The "distractions" of the attention placed on Philidor have led Valeant to put a plan to sell or spin off a business unit "on the backburner," Pearson said. The drugmaker announced a week ago that it would explore whether to divest the division, which focuses on neurology drugs and some other products, because the unit was more dependent on price increases than other parts of the business.
In a presentation posted online Monday, Valeant said Philidor is independent and that the drugmaker’s accounting leaves no way for it to stuff inventory into the pharmacy. Valeant can’t remove the CEO or management of Philidor, and the drugmaker’s executives and board members don’t own any stake in the pharmacy, according to the document.
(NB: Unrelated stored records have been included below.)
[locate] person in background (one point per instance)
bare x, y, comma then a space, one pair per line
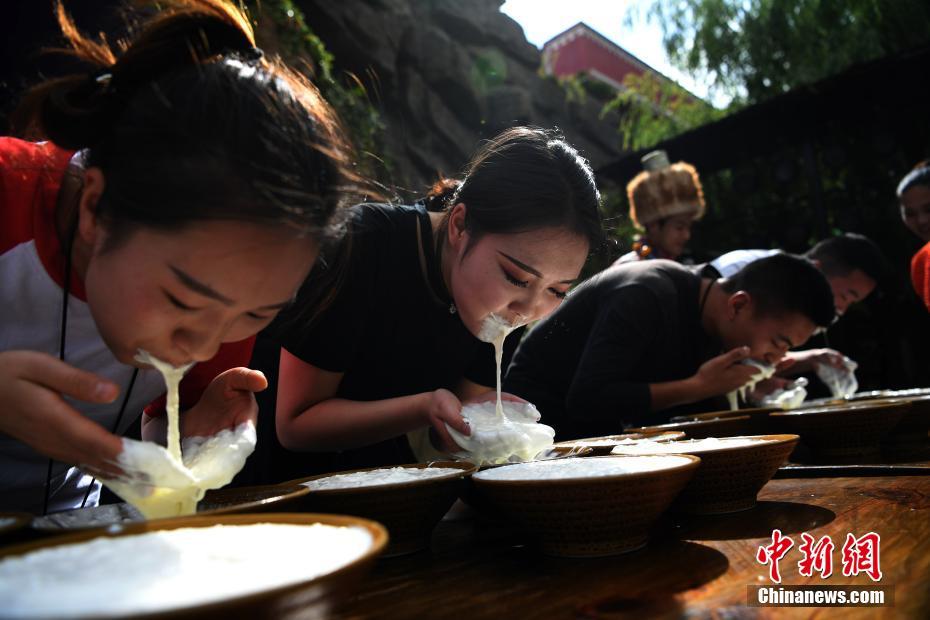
641, 342
853, 265
665, 200
914, 199
180, 196
396, 351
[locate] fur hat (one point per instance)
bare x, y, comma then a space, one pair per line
663, 190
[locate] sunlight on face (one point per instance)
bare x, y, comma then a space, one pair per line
521, 277
915, 211
672, 236
179, 295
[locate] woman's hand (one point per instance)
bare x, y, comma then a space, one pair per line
724, 373
443, 408
31, 388
227, 402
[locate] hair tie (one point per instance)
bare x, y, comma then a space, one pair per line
253, 54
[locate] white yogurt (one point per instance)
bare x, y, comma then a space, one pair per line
510, 435
579, 468
379, 477
167, 570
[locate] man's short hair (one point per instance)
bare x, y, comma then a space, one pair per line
785, 284
840, 256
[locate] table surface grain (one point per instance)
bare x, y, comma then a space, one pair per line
694, 567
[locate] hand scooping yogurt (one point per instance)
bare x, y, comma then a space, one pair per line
509, 431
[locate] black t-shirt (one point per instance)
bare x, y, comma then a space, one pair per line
389, 329
588, 366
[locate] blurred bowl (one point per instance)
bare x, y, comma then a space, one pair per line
910, 439
758, 423
233, 500
410, 510
312, 597
732, 471
13, 525
586, 507
850, 433
601, 446
729, 426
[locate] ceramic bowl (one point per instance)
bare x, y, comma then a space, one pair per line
585, 507
601, 446
730, 476
850, 433
312, 597
232, 500
410, 510
730, 426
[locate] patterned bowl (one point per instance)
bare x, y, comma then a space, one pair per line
601, 446
231, 500
758, 418
730, 476
312, 596
410, 510
849, 433
729, 426
586, 507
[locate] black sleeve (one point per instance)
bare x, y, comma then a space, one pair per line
483, 367
602, 395
330, 340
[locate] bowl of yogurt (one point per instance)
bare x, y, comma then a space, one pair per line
409, 500
230, 565
732, 472
585, 507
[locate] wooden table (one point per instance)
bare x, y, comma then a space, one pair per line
696, 567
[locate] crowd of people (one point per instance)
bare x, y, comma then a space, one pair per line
188, 192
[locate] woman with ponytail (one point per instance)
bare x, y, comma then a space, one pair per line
180, 196
397, 349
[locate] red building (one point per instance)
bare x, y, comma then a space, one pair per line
581, 49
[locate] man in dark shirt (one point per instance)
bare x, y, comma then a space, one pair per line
638, 343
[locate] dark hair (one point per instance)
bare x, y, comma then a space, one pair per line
849, 252
783, 284
919, 175
524, 179
190, 122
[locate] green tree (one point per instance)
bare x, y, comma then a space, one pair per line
652, 108
754, 49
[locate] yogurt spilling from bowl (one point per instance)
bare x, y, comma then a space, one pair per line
689, 446
580, 468
503, 432
765, 372
510, 435
169, 481
380, 477
172, 569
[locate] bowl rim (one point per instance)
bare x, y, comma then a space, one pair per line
20, 520
692, 463
288, 492
378, 533
767, 441
726, 414
467, 468
851, 408
584, 442
688, 423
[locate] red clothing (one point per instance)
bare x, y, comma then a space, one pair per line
920, 274
31, 293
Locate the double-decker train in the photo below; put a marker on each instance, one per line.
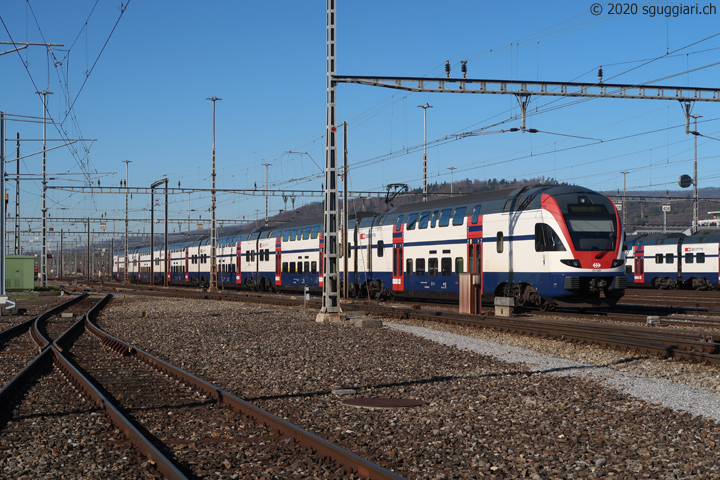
(674, 260)
(547, 245)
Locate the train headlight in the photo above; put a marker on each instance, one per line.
(572, 263)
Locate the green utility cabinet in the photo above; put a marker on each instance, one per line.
(19, 272)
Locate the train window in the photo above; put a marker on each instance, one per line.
(432, 266)
(546, 240)
(424, 218)
(459, 265)
(459, 217)
(412, 220)
(445, 217)
(446, 266)
(476, 214)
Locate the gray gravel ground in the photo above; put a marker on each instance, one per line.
(493, 411)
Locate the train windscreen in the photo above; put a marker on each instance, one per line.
(592, 232)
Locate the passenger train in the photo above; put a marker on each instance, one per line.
(674, 260)
(547, 246)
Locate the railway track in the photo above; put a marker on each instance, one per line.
(688, 346)
(186, 427)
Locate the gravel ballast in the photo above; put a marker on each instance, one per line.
(493, 410)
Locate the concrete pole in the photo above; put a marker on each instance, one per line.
(127, 191)
(425, 107)
(213, 230)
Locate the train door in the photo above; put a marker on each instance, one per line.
(278, 253)
(640, 264)
(168, 266)
(238, 256)
(321, 264)
(474, 238)
(398, 255)
(681, 260)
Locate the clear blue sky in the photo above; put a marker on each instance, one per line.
(144, 99)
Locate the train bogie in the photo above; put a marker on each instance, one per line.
(675, 260)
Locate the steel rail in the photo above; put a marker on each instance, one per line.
(664, 346)
(15, 385)
(351, 462)
(53, 354)
(591, 334)
(38, 333)
(129, 431)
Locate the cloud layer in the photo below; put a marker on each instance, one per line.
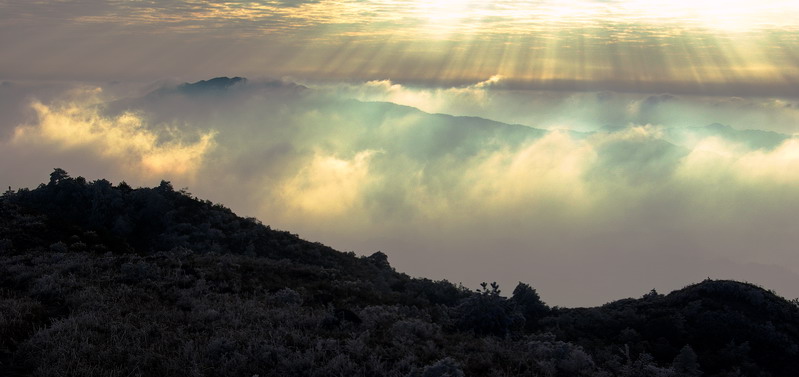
(602, 196)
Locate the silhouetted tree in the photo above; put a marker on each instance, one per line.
(529, 304)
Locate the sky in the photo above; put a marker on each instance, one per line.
(593, 149)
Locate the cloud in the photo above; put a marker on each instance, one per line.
(123, 138)
(459, 197)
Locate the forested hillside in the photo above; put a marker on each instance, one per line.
(98, 279)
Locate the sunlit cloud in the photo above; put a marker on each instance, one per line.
(124, 138)
(341, 164)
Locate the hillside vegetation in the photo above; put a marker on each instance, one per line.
(99, 279)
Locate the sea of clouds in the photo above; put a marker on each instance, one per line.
(588, 196)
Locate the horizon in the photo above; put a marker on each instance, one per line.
(592, 149)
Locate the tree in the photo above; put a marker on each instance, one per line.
(686, 364)
(529, 304)
(58, 175)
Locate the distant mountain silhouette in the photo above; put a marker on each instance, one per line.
(217, 83)
(106, 279)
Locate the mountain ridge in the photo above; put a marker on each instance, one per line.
(73, 273)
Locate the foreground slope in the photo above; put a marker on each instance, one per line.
(98, 279)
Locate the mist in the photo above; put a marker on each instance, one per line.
(587, 196)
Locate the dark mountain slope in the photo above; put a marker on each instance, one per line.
(98, 280)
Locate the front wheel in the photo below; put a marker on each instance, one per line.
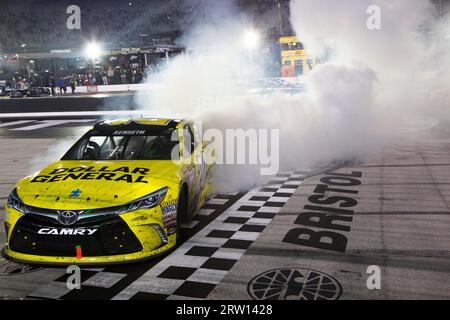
(182, 207)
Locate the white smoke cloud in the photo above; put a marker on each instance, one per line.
(354, 102)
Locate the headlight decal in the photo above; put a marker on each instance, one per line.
(147, 202)
(14, 202)
(169, 214)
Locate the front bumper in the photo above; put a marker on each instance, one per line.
(126, 238)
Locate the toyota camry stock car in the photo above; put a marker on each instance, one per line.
(118, 195)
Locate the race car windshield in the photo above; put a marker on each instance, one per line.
(124, 147)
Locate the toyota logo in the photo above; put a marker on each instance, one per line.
(67, 218)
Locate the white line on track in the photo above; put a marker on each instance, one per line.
(15, 123)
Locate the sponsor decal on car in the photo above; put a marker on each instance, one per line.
(169, 214)
(127, 174)
(67, 231)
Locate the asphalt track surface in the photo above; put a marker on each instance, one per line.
(390, 211)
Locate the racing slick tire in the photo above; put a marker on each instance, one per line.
(182, 207)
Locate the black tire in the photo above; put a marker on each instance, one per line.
(181, 212)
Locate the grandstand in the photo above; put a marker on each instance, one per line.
(40, 25)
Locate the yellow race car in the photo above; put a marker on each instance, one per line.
(118, 195)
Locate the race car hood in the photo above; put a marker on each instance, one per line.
(82, 185)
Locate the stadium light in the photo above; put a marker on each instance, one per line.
(92, 50)
(251, 39)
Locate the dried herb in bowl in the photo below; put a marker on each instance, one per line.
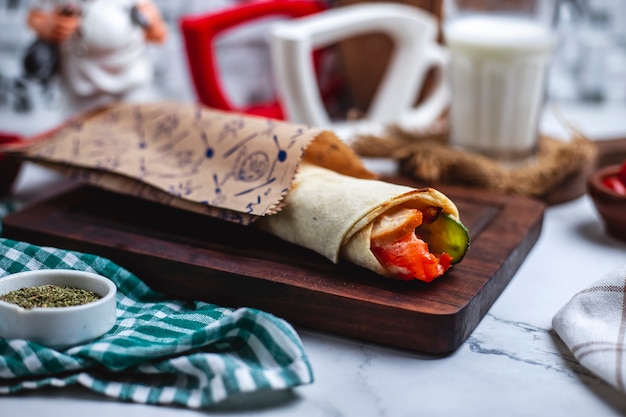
(49, 296)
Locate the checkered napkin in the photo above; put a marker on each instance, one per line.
(160, 351)
(593, 326)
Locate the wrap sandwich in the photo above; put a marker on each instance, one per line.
(396, 231)
(299, 183)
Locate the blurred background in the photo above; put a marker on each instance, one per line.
(589, 66)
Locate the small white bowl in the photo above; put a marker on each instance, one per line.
(58, 327)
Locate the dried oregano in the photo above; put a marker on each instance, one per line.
(49, 296)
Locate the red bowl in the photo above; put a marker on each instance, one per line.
(610, 204)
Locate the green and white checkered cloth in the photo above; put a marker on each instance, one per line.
(160, 351)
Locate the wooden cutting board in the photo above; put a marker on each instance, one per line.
(189, 256)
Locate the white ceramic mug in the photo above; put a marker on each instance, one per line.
(499, 57)
(414, 34)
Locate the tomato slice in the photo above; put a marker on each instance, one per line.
(614, 184)
(409, 258)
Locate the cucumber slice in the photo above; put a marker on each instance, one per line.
(446, 234)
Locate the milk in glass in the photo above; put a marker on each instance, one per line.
(497, 75)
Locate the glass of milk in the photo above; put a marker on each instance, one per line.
(500, 51)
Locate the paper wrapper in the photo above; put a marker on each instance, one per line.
(225, 165)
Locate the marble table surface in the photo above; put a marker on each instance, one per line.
(513, 364)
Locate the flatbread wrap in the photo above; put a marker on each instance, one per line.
(394, 230)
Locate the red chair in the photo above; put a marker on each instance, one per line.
(200, 32)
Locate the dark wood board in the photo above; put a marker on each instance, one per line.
(190, 256)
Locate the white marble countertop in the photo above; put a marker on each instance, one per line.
(513, 364)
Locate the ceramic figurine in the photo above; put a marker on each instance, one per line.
(101, 47)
Valeant will consider whether to exercise its option to acquire Philidor or sever ties and move to different pharmacies, it said in the presentation.
"While we work with a number of specialty pharmacies, we believed that a strategic relationship with a specialty pharmacy would allow us to provide high service levels to physicians and affordable access to drugs for patients," Howard Schiller, a Valeant board member and the drugmaker’s former chief financial officer, said on the call. "If Philidor rapidly expanded with additional partners, we might have lost the high service levels to patients and doctors that had driven success."
Separately, Valeant said in a filing that its Bausch & Lomb unit got a subpoena in September from the U.S. Justice Department related to two surgical products. The subpoena was related to a criminal investigation into possible violations of federal health-care laws, Valeant said, without providing further details. Bausch & Lomb is cooperating with the probe, the drugmaker said.